Brasil Por Redação

Marinho defende discussão sobre jornada de trabalho e fortalecimento dos sindicatos

Imagem: Fábio Pozzebom | Agência Brasil

O ministro do Trabalho e Emprego, Luiz Marinho, defendeu nesta quinta-feira a ampliação do debate sobre o fim da escala seis por um e sobre o financiamento das entidades sindicais, durante a abertura da Etapa São Paulo da II Conferência Nacional do Trabalho, realizada na capital paulista. Segundo o ministro, o encontro deve contribuir para a formulação de propostas capazes de responder a demandas da sociedade, especialmente relacionadas às condições de trabalho e à negociação entre empregados e empregadores.

Marinho afirmou que o parlamento tem papel central na construção das legislações trabalhistas, mas ressaltou a importância de preservar espaços de diálogo entre sindicatos, trabalhadores e setor empresarial.
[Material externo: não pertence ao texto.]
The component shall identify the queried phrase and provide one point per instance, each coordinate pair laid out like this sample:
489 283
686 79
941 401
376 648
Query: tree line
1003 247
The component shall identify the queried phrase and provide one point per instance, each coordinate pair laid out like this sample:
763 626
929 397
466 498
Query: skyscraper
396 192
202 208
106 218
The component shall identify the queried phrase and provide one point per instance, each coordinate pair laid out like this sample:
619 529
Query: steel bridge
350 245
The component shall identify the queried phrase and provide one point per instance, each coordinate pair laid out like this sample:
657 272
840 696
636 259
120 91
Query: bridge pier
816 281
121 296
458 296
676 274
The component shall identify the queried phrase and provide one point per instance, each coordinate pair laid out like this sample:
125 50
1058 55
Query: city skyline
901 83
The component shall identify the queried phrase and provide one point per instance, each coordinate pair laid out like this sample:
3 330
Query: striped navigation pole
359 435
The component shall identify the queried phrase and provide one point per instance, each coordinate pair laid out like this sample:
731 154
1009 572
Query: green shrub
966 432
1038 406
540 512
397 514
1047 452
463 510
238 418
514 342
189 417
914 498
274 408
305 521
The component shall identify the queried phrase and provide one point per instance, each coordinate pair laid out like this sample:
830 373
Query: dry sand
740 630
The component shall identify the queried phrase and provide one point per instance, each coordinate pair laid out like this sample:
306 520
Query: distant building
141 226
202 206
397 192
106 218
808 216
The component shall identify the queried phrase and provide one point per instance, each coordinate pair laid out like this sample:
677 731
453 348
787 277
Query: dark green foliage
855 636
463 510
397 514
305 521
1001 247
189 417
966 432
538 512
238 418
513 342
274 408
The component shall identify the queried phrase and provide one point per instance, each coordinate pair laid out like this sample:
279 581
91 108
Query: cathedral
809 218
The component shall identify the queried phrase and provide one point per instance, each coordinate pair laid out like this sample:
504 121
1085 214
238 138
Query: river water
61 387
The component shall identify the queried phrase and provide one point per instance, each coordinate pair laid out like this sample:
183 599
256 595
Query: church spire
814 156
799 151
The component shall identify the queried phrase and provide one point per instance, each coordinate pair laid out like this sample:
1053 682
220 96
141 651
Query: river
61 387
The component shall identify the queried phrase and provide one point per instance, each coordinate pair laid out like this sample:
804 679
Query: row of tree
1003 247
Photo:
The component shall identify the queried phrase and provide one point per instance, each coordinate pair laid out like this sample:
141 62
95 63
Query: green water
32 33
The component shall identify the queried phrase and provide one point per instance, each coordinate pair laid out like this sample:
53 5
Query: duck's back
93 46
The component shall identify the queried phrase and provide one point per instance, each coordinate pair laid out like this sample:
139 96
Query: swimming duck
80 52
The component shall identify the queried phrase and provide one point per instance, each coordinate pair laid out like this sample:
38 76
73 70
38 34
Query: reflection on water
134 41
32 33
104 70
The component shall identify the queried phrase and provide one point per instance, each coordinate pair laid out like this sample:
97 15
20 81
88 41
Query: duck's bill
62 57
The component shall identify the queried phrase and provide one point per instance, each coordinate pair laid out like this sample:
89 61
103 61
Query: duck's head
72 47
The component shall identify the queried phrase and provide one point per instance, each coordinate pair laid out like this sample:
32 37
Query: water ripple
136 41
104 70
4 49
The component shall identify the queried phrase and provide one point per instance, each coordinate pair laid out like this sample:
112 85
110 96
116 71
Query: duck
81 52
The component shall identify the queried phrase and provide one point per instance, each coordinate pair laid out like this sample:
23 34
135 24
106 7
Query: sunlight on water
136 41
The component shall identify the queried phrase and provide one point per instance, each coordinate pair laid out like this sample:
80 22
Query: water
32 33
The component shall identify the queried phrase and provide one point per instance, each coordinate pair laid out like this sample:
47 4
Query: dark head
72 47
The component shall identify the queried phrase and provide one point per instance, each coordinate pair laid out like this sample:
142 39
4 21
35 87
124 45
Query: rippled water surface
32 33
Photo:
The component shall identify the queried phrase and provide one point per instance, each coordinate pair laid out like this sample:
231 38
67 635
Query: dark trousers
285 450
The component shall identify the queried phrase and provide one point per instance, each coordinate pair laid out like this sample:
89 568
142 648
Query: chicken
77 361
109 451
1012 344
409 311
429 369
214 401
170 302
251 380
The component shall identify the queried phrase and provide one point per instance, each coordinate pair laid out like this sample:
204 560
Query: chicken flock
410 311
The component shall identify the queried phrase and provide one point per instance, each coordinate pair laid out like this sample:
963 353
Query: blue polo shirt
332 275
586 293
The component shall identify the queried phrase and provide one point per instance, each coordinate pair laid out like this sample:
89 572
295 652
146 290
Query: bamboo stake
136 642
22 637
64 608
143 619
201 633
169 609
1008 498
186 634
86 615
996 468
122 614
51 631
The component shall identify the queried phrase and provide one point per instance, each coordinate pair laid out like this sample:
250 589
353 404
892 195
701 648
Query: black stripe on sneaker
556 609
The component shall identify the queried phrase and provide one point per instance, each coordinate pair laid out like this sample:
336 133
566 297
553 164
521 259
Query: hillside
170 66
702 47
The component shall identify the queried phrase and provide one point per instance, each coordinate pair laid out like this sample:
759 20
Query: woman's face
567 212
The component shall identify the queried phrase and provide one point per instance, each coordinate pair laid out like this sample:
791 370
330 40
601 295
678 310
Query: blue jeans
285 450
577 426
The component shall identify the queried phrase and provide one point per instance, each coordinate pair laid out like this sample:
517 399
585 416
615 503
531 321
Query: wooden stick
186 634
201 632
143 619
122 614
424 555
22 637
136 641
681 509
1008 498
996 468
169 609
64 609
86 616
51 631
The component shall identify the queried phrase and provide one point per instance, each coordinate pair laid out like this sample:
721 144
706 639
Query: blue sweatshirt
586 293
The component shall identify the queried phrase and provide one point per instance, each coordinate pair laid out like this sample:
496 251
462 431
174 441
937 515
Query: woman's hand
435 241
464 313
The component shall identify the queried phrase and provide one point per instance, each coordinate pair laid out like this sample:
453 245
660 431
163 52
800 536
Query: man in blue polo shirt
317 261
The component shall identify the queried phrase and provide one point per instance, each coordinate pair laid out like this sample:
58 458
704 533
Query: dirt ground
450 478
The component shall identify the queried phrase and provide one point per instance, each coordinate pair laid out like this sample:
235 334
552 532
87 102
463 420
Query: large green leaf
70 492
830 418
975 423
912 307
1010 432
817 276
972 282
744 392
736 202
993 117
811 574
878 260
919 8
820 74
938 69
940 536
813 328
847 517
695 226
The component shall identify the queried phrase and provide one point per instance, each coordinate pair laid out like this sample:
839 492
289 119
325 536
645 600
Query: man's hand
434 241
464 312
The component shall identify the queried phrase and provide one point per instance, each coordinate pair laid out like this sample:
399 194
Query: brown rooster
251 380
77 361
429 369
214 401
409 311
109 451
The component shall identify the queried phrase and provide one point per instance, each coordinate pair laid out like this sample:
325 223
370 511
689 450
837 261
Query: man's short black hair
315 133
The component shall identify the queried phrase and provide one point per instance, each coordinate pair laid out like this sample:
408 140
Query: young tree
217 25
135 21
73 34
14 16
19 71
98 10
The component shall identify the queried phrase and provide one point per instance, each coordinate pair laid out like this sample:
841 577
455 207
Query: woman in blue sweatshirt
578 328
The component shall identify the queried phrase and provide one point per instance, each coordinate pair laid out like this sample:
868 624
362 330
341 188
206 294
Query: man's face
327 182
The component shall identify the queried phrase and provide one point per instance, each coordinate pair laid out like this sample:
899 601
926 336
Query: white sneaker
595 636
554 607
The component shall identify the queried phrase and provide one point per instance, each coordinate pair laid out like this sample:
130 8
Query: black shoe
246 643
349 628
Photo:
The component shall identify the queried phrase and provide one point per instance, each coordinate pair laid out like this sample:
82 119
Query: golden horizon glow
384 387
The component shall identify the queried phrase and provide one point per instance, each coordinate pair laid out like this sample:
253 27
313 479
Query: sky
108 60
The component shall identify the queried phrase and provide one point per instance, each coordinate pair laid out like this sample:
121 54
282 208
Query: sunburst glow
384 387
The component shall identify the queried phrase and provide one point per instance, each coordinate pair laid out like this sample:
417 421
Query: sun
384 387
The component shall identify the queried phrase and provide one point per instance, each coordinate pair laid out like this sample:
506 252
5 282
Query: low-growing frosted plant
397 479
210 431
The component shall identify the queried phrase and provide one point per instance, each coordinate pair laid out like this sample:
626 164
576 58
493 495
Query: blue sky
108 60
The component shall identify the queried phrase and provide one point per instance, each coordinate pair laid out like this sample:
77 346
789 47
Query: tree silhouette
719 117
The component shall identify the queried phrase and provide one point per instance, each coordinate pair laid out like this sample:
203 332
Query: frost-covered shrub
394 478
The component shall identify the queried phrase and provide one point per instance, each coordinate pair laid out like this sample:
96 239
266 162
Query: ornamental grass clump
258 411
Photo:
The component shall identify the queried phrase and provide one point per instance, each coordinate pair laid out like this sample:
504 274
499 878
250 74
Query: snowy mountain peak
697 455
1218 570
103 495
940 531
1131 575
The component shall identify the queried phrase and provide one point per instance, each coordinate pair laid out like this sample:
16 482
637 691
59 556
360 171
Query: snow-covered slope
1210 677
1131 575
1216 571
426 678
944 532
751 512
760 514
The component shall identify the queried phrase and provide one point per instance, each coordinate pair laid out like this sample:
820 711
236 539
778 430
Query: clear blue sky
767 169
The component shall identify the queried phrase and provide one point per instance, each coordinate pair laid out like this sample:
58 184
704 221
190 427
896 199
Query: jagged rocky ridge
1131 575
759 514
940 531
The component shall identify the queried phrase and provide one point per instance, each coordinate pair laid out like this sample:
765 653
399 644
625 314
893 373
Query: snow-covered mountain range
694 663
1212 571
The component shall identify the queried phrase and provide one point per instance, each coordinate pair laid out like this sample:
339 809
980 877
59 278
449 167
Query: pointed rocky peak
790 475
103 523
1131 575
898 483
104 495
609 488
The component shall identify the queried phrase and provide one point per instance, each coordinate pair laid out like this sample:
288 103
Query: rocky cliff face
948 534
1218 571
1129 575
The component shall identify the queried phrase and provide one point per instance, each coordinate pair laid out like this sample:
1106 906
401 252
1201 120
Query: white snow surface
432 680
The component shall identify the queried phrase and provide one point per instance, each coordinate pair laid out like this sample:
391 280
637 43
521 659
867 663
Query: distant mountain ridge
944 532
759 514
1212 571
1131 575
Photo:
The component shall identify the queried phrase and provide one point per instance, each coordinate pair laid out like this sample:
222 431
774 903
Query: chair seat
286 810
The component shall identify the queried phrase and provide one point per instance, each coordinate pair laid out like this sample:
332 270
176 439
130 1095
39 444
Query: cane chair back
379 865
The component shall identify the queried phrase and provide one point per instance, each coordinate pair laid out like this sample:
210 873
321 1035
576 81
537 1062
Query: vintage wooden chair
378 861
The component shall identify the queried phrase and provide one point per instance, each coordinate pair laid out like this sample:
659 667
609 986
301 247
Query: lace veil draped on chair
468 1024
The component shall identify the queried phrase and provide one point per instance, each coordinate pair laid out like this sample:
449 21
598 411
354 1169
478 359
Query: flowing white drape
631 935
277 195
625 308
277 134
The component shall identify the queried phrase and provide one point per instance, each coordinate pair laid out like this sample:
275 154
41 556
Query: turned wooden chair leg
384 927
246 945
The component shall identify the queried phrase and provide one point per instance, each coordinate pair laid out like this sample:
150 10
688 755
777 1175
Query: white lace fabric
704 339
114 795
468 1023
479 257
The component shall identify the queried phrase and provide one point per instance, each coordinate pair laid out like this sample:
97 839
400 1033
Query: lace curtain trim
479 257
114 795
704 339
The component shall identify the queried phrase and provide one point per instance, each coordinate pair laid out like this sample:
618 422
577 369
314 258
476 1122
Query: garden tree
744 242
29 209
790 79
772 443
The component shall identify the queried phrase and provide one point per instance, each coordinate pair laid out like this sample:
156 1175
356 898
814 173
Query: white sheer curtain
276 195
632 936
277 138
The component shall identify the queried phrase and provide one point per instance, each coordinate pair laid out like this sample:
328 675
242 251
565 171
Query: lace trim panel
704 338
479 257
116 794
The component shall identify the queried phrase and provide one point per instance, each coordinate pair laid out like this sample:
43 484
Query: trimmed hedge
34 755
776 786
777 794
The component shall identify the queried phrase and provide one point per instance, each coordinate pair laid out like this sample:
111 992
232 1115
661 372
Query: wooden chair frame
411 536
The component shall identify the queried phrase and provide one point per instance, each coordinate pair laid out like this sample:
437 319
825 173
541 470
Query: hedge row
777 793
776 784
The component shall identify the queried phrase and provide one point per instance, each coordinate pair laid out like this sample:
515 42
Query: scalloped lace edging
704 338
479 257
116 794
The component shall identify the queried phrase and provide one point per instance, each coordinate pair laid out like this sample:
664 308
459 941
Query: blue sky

A Proposta de Emenda à Constituição que prevê o fim da escala de seis dias de trabalho por um de descanso segue em tramitação no Congresso Nacional, e o ministro avaliou que o tema precisa ser enfrentado com base em negociação e consenso.

Outro ponto destacado foi a necessidade de garantir sustentabilidade financeira aos sindicatos, para que possam exercer plenamente a representação das categorias. Para o ministro, sem condições adequadas de financiamento, as entidades têm dificuldade em atuar na defesa dos direitos dos trabalhadores. Ele também chamou atenção para as transformações aceleradas no mercado de trabalho, impulsionadas pela inteligência artificial, e defendeu políticas de qualificação profissional para enfrentar os desafios desse novo cenário.

Durante o evento, também foram apresentados dados do Diagnóstico do Trabalho Decente de São Paulo, que apontam taxa de formalização acima da média nacional, mas ainda com milhões de trabalhadores na informalidade. O relatório evidencia desigualdades salariais entre homens e mulheres, brancos e negros, além da persistência do trabalho infantil no estado. Marinho destacou que a promoção da igualdade no mercado de trabalho exige esforço coletivo e mudanças culturais, inclusive no enfrentamento da violência contra a mulher.